Here we describe a SSW Compendium (SSWC), which provides a detailed historical dataset of major SSWs, allowing users to consider the development, evolution, and impacts of individual SSWs and to provide a basis for model evaluation and improvement. A compendium is a concise compilation of comprehensive information on a specific subject, and therefore is an appropriate term to describe this dataset. The SSWC includes data from six established reanalysis products and includes anomaly fields and additional derived products to highlight the dynamics and effects of SSW events. We present an overview of the reanalysis source data and the methodology for SSW event selection and data processing in Sect. 2. Section 3 discusses potential applications of this database, and Sect. 4 highlights the availability of the database at the National Oceanic and Atmospheric Administration (NOAA) National Centers for Environmental Information (NCEI) archives and at the NOAA Earth Systems Research Laboratory (ESRL).

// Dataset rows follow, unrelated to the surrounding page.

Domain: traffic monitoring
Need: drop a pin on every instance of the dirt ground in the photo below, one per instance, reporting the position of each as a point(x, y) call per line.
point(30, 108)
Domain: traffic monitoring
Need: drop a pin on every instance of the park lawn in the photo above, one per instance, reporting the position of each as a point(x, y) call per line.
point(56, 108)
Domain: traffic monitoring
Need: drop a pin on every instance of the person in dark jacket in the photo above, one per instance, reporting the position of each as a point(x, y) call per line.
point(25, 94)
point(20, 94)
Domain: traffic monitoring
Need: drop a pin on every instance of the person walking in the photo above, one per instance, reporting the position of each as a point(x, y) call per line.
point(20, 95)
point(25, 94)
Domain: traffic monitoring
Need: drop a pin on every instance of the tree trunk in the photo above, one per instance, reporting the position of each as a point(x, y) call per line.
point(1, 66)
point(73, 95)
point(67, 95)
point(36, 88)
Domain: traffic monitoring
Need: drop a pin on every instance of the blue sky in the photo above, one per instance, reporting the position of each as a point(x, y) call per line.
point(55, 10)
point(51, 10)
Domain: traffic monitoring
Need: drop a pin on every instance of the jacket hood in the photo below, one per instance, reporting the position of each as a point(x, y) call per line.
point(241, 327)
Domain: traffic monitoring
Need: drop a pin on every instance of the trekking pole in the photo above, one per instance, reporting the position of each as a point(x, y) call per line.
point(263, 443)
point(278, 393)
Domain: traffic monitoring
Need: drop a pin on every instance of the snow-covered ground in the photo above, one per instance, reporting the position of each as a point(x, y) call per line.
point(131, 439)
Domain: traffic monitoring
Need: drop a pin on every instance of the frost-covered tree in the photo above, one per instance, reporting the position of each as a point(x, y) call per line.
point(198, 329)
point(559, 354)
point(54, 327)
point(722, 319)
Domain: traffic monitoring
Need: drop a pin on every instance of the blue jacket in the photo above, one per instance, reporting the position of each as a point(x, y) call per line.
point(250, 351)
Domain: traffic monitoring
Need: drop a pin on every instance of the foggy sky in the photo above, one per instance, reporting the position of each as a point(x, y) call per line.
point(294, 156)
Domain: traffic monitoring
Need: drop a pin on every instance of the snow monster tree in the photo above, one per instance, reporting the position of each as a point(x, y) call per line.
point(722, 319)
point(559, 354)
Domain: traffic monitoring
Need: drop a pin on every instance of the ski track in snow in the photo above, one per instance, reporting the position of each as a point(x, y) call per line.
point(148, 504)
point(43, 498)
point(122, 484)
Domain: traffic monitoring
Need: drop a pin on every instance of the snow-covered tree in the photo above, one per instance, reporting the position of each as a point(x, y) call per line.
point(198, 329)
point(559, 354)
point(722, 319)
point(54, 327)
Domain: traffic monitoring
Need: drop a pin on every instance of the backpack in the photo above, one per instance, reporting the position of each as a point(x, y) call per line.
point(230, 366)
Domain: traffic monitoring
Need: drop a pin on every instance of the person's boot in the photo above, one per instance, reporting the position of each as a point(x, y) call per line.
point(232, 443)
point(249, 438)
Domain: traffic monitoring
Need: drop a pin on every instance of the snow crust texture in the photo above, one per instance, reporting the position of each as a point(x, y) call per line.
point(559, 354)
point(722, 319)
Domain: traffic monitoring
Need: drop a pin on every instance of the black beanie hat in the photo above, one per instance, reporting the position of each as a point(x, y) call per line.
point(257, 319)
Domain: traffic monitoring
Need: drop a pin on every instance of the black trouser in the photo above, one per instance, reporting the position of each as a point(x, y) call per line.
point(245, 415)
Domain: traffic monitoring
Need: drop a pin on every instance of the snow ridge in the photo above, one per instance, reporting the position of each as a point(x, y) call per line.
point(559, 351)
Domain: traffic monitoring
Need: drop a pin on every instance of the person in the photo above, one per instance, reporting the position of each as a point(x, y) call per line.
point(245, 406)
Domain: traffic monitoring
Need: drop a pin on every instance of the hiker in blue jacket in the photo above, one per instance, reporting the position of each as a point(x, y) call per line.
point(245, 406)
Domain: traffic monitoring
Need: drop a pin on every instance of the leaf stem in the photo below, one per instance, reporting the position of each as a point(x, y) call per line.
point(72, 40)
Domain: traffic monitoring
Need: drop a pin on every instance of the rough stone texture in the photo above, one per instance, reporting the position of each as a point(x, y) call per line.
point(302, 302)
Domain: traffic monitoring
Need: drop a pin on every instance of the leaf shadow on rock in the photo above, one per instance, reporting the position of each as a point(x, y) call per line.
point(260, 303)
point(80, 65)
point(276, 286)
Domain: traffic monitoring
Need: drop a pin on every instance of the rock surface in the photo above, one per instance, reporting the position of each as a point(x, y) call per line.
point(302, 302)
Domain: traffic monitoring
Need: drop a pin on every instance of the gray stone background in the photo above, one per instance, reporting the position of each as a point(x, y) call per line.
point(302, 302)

The SSWC comprises data from six different reanalyses (Table 1): the National Aeronautics and Space Administration (NASA) Modern-Era Retrospective-analysis for Research and Applications version 2 (MERRA2), Japanese 55-year Reanalysis (JRA-55), European Centre for Medium-Range Weather Forecasts (ECMWF) 40-year Reanalysis (ERA-40), ECMWF Interim Reanalysis (ERA-interim), NOAA 20th Century Reanalysis version 2c (NOAA20CRv2c), and NOAA's National Centers for Environmental Prediction/National Center for Atmospheric Research (NCEP-NCAR I) reanalysis.
The reanalyses included in the SSW Compendium.
Reanalyses are derived from observations from multiple sources (including surface observations, aircraft, radiosondes, rocketsondes, and satellites) that are assimilated by global coupled land–atmosphere–ocean models to create spatially and temporally complete observational records. There are advantages and disadvantages of using reanalysis products for this database, as opposed to individual measurement sources or various stratospheric analyses. These analyses include that from the Freie Universitat Berlin, which produces a database of continuous daily gridded synoptic-scale analyses based largely on radiosonde measurements, but only for three stratospheric levels for a 35-year period (Labitzke and Collaborators, 2002), and from the NOAA Climate Prediction Center (CPC), which offers analyzed stratospheric temperatures at eight stratospheric levels based on satellite retrievals of the advanced microwave sounding unit (AMSU). The major advantage of reanalysis is that it allows consideration of the evolution of SSWs and their impacts throughout the entire atmosphere with a spatial and temporal extent that is not feasible using individual measurements or stratospheric analyses alone. A major disadvantage of using reanalysis is that due to sparse observations, particularly in the pre-satellite era, stratospheric reanalysis is poorly constrained, especially above 10 hPa (Manney et al., 2003), and tropospheric reanalysis may be poorly constrained over oceans and remote regions (e.g., Bosilovich et al., 2008). Reanalyses can also suffer from upper-boundary effects and discontinuities due to model streams or changes in the observations being assimilated (Fujiwara et al., 2016; Labitzke and Kunze, 2005). These issues should not have a strong effect on the daily-to-seasonal timescales documented in the SSWC, but should be kept in mind, especially for data above 10 hPa where the discontinuities are conspicuous.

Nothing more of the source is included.